修改其他屬性，如distribution_key、clustering_key、segment_key、儲存格式等，均建議通過Rebuild文法、使用Serverless Computing資源執行。

常見問題

Q：報錯“Writting column: feature with array size: 5 violates fixed size list (4) constraint declared in schema”。

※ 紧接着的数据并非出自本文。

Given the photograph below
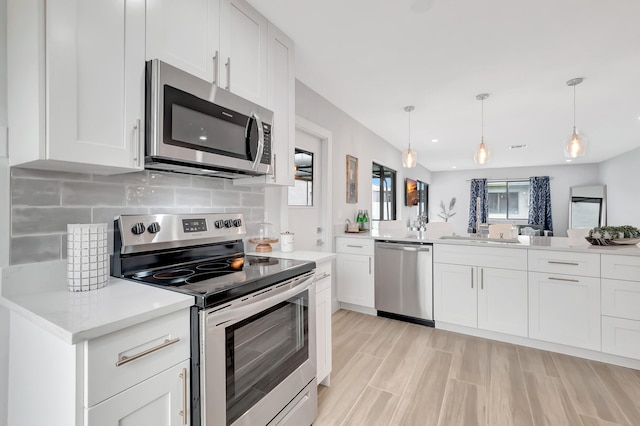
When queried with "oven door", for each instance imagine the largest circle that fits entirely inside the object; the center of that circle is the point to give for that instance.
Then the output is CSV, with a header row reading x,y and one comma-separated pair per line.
x,y
259,354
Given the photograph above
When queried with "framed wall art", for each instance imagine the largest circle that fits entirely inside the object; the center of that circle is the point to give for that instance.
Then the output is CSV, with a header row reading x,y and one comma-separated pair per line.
x,y
352,179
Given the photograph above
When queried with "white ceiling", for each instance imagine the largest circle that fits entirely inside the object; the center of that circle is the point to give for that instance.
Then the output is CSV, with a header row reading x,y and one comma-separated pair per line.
x,y
371,58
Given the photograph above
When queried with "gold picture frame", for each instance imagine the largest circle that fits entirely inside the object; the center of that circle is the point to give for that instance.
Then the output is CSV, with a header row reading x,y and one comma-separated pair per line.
x,y
352,179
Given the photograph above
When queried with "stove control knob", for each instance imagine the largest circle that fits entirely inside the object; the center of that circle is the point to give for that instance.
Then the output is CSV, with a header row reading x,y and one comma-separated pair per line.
x,y
138,228
154,228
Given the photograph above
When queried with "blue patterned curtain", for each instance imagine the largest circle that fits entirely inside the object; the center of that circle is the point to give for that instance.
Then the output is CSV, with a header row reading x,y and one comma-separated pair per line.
x,y
540,202
478,189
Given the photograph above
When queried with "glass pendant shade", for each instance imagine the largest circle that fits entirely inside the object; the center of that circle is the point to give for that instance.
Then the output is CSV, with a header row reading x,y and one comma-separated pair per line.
x,y
482,154
409,158
575,146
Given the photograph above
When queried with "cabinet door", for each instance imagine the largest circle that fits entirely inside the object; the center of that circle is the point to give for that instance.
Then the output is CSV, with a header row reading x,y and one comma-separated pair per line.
x,y
243,50
95,87
455,296
565,309
184,34
160,400
502,301
323,334
355,279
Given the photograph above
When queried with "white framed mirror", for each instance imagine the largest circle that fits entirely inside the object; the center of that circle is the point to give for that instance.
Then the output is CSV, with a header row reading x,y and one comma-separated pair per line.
x,y
587,206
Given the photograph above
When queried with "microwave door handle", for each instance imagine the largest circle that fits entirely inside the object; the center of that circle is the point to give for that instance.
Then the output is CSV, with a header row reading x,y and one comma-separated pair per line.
x,y
256,161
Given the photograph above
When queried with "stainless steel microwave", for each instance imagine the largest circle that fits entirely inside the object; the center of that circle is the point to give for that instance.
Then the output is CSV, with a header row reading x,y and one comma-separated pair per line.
x,y
196,127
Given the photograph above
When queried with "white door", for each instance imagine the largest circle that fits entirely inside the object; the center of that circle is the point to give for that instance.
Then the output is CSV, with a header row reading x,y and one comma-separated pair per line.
x,y
304,198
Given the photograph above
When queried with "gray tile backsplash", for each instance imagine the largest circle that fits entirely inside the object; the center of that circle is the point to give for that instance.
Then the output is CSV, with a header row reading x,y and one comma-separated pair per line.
x,y
43,202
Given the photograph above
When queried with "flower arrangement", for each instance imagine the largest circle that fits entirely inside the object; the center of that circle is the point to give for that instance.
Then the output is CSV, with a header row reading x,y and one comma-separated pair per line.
x,y
614,232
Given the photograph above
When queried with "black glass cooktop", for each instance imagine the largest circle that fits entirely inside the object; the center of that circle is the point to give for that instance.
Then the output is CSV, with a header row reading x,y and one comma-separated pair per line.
x,y
217,281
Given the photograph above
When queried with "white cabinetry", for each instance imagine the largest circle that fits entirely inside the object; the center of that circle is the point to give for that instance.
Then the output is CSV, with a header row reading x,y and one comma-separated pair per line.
x,y
481,287
280,100
76,85
140,374
620,302
323,321
564,298
222,41
354,267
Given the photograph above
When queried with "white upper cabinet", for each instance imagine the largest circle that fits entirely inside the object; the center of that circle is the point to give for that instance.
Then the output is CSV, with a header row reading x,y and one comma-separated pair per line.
x,y
76,85
243,51
185,34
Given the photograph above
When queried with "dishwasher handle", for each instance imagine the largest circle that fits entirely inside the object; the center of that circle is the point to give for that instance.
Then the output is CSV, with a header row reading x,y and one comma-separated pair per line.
x,y
403,247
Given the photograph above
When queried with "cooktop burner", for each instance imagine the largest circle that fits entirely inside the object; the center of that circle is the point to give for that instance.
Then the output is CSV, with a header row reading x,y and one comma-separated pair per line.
x,y
200,255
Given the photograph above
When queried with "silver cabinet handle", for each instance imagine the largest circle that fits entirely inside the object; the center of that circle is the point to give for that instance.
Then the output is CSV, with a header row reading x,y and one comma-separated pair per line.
x,y
136,142
471,277
564,279
126,359
563,263
183,413
216,72
256,161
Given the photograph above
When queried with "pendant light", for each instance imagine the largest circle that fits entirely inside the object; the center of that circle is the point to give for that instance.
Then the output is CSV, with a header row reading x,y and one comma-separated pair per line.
x,y
482,153
409,157
576,145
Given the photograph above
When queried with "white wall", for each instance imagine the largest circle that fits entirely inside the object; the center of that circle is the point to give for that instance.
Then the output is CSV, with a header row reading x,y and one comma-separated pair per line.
x,y
620,174
351,137
4,214
446,185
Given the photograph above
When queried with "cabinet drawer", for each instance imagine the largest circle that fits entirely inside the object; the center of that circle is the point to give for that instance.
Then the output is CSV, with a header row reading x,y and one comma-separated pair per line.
x,y
490,257
621,299
621,337
621,267
105,378
354,245
562,262
323,276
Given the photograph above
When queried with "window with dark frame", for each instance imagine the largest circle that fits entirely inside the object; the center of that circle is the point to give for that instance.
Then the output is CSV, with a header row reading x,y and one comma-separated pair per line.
x,y
301,193
508,199
383,187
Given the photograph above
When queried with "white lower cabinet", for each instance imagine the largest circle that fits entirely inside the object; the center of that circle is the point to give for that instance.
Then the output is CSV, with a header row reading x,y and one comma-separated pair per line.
x,y
487,298
160,400
139,375
323,322
565,309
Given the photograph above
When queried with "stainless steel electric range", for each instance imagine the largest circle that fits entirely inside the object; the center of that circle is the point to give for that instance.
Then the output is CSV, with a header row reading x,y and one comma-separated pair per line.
x,y
253,324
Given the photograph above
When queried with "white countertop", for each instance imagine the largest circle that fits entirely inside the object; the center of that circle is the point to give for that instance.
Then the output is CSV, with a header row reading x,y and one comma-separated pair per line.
x,y
38,291
312,256
538,243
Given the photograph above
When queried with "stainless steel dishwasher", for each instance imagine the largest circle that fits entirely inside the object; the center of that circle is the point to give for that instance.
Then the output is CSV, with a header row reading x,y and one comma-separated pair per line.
x,y
404,281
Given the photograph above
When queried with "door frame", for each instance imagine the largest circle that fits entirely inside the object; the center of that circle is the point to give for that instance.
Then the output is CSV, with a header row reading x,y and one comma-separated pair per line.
x,y
326,140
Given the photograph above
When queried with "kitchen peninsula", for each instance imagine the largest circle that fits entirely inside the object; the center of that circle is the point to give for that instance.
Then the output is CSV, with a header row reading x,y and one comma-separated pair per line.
x,y
550,293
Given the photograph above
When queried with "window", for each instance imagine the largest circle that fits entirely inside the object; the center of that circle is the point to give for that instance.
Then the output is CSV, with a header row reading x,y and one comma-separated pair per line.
x,y
508,200
301,194
383,187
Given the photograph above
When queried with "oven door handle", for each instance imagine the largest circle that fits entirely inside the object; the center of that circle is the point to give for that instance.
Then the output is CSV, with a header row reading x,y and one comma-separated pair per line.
x,y
218,318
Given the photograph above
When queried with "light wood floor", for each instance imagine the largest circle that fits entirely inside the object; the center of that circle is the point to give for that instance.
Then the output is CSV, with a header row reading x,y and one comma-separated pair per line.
x,y
387,372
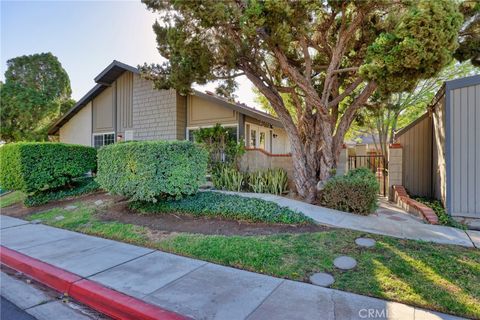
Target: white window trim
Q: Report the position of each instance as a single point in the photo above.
(229, 125)
(102, 134)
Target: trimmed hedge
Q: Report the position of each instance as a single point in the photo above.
(38, 166)
(152, 170)
(354, 192)
(215, 204)
(80, 186)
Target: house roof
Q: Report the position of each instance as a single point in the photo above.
(115, 69)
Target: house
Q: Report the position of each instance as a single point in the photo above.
(441, 150)
(123, 106)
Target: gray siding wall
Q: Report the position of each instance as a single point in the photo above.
(154, 111)
(103, 112)
(417, 158)
(464, 148)
(181, 116)
(439, 171)
(124, 99)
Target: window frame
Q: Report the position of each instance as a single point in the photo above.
(102, 134)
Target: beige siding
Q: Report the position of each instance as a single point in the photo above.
(124, 99)
(439, 178)
(417, 157)
(154, 111)
(465, 152)
(103, 111)
(78, 130)
(206, 113)
(181, 116)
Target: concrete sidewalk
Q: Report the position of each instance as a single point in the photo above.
(380, 222)
(190, 287)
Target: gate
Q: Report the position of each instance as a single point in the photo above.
(376, 163)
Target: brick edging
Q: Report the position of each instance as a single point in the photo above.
(402, 198)
(105, 300)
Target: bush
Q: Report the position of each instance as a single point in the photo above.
(152, 170)
(225, 206)
(354, 192)
(80, 186)
(38, 166)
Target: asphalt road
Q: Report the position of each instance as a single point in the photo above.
(9, 311)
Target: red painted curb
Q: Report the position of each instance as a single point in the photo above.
(105, 300)
(49, 275)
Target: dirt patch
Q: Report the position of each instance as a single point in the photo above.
(166, 223)
(18, 210)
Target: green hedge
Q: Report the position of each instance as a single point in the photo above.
(79, 187)
(354, 192)
(152, 170)
(38, 166)
(215, 204)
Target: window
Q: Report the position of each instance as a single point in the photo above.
(253, 138)
(103, 139)
(262, 140)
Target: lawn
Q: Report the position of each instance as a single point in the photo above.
(11, 198)
(437, 277)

A：原因：由於寫入到特徵向量列的資料維度與表中定義的維度數不一致導致，可以排查下是否有髒資料。
Q：報錯“The size of two array must be the same in DistanceFunction, size of left array: 4, size of right array: x”。

A：原因：這是由於xx_distance(left, right)裡面，left的維度與right的維度不一致所致。

Q：通過Java寫入向量資料樣本。

A：樣本Java代碼如下：

private static void insertIntoVector(Connection conn) throws Exception {
    try (PreparedStatement stmt = conn.prepareStatement("INSERT INTO feature_tb VALUES(?,?);")) {
        for (int i = 0; i < 100; ++i) {
           stmt.setInt(1, i);
           Float[] featureVector = {0.1f,0.2f,0.3f,0.4f};
           Array array = conn.createArrayOf("FLOAT4", featureVector);
           stmt.setArray(2, array);
           stmt.execute();
        }
    }
}

Q：如何將 Proxima Graph 索引改成 HGraph 的索引。

A：將Proxima Graph 索引改成 HGraph 的索引，依次完成如下兩個操作步驟：
- 步驟一：刪除現有表的 Proxima Graph 索引，SQL命令如下：
```
CALL set_table_property ('<TABLE_NAME>', 'proxima_vectors', '{}');
```
<TABLE_NAME>替換為實際表名。
- 步驟二：等待原Proxima Graph索引刪除後，建立HGraph索引，詳細操作參考建立索引。